The student was informed that the answer provided was "incorrect." "You did not select the correct response," it read. "The correct response is that a rectal swab for chlamydia and gonorrhea may be appropriate for Darren because we do not know if Darren is having anal sex. Darren may or may not be having anal sex either with his partner, a woman, who may or may not have a penis, or with someone else. We do not know if Darren has other partners. If not recently completed, HIV serology should be included in routine STI screening for everyone. Avoid making cisheteronormative assumptions about people and their sexual practices."

This is deranged. It is the intentional turning of language in on itself and the demand that others rearrange their brains to understand falsehoods as truth.

Women do not have penises—and I do not trust any physician who says otherwise. Canadian medical students should not be required to mentally toggle between scientific facts and woke falsehoods in order to perform well on tests.
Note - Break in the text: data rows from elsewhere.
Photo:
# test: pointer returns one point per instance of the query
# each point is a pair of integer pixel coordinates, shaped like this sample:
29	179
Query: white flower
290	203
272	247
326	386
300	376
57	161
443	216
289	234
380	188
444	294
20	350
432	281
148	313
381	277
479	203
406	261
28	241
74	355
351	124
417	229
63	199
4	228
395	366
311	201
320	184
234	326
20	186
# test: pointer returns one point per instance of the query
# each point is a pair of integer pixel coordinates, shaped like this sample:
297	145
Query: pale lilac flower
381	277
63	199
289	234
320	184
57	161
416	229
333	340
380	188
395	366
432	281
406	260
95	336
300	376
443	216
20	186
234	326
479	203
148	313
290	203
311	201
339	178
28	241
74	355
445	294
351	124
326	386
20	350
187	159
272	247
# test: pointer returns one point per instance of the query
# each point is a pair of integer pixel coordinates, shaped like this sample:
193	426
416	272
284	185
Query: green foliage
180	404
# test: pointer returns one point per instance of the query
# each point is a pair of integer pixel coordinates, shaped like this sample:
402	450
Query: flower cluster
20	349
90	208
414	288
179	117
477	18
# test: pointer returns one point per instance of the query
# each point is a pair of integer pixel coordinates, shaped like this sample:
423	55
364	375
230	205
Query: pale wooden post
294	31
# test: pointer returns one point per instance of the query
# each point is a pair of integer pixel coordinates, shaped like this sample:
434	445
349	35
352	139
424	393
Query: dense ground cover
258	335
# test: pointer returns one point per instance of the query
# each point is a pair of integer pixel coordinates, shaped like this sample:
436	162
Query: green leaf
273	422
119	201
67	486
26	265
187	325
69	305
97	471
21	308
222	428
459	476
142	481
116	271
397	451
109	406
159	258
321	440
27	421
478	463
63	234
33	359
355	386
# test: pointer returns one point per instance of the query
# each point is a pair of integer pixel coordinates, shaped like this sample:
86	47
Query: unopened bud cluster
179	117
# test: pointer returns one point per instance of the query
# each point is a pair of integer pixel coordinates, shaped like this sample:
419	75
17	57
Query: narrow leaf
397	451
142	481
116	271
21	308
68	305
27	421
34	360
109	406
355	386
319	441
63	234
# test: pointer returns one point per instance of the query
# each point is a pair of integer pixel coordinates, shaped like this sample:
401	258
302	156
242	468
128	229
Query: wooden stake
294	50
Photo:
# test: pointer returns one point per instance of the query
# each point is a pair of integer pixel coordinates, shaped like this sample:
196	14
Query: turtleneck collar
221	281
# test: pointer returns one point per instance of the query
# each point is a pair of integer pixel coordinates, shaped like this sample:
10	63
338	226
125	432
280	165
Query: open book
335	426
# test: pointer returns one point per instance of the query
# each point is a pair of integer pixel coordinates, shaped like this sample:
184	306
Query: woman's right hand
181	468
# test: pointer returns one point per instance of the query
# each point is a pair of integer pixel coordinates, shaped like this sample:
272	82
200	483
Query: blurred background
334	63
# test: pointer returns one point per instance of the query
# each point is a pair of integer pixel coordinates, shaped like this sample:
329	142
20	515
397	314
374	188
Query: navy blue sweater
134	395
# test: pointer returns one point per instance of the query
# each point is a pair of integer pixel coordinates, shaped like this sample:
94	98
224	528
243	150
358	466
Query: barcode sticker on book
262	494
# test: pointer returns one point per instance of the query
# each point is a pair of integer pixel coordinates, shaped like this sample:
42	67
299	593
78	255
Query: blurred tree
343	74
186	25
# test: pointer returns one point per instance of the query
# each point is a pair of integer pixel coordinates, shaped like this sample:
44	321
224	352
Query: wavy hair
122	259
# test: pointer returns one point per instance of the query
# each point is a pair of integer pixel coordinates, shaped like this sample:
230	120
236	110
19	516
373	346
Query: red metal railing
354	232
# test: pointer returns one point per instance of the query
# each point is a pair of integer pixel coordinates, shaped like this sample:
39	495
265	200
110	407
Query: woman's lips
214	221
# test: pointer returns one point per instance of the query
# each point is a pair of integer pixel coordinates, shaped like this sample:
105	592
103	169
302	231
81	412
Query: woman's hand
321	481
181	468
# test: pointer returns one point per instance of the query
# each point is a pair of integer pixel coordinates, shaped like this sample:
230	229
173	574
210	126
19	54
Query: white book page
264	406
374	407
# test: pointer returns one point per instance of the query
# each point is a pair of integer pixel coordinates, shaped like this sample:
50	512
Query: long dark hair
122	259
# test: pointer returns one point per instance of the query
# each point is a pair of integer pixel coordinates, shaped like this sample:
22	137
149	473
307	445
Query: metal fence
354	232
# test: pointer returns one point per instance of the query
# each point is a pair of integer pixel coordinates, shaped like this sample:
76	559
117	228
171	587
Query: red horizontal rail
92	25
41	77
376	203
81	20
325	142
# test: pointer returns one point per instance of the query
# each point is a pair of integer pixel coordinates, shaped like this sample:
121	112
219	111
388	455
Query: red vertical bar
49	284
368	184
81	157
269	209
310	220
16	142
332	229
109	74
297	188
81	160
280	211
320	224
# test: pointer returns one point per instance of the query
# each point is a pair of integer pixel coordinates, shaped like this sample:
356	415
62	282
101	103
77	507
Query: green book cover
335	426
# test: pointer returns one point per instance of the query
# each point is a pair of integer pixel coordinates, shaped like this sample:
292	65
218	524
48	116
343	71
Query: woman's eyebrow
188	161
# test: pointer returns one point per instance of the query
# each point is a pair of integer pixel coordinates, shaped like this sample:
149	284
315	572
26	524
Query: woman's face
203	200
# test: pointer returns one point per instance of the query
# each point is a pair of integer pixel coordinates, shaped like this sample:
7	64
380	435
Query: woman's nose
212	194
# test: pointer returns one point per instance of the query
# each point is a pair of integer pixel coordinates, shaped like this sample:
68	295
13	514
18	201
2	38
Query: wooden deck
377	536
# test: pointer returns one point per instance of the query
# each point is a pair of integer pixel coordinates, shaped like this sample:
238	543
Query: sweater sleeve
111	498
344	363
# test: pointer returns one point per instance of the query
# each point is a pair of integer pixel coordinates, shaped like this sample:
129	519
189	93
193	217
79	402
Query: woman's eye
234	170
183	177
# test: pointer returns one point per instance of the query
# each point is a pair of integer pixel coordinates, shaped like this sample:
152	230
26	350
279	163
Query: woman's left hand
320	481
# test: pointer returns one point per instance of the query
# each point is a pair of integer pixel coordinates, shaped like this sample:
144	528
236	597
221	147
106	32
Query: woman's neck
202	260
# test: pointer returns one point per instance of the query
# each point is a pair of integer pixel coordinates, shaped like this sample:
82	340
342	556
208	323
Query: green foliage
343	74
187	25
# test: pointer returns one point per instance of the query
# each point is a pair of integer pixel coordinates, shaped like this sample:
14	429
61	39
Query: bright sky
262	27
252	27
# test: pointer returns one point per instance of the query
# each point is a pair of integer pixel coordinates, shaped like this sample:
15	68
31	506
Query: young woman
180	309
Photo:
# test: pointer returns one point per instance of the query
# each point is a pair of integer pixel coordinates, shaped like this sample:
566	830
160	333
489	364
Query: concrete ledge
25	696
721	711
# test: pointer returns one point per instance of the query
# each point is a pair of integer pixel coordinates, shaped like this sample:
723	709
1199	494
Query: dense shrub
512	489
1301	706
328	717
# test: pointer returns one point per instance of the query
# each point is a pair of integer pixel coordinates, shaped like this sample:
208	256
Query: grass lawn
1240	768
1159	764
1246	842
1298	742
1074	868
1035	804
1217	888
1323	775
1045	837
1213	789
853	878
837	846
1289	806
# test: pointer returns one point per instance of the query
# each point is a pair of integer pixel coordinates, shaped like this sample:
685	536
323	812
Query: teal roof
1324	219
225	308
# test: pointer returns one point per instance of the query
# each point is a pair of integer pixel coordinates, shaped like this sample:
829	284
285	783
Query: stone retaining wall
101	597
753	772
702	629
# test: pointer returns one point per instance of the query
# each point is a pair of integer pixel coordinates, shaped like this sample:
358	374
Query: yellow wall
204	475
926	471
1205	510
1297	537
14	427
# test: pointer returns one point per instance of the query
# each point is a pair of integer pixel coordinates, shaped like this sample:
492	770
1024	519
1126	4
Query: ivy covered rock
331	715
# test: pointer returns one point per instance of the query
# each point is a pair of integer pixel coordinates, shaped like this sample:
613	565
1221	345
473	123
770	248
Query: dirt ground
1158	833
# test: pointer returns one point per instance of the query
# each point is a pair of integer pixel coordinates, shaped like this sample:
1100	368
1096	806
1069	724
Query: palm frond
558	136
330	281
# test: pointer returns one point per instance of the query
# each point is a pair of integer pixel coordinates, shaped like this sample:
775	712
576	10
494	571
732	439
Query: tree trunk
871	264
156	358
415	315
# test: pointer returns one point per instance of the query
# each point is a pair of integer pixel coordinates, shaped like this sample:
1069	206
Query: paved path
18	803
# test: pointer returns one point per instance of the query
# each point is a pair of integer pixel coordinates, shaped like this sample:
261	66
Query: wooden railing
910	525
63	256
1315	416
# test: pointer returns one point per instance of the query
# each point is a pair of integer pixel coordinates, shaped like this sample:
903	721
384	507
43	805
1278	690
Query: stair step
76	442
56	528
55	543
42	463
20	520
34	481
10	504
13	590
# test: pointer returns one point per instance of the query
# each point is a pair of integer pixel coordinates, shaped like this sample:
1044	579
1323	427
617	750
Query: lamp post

Lying about reality is not a skill any physician should be encouraged to possess.

Lying to protect patient feelings—whether about one's chosen gender or a cancer diagnosis—should be a disqualifying trait within the profession. And yet here we are, in 2021, when a supposedly world-class medical school is imposing cognitive dissonance on its students—instructing them to simultaneously understand biology and pretend that it is a mere social construct.

Our cultural frenzy to erase and deny biological sex—which nearly always means the erasure of womanhood—should have been laughed out of existence before it got inside any medical school. Woke gender woo and the hard sciences do not belong together. This attempted conjoining of fact with falsehood creates a circle that will never be squared.

If there's a solution to what feels like the relentless trampling of reason by the deranging politics of the "diversity and inclusion" crowd, I believe it starts with more people mounting a vocal opposition. Speak up; and do it often. We should all lament that one of Canada's brightest minds—a young medical student—is alarmed by falsehoods being taught in a science program, and is too silenced by fear to uphold and defend one of the most basic tenets of human biology: that men and women exist, that we are different, and that sex is immutable.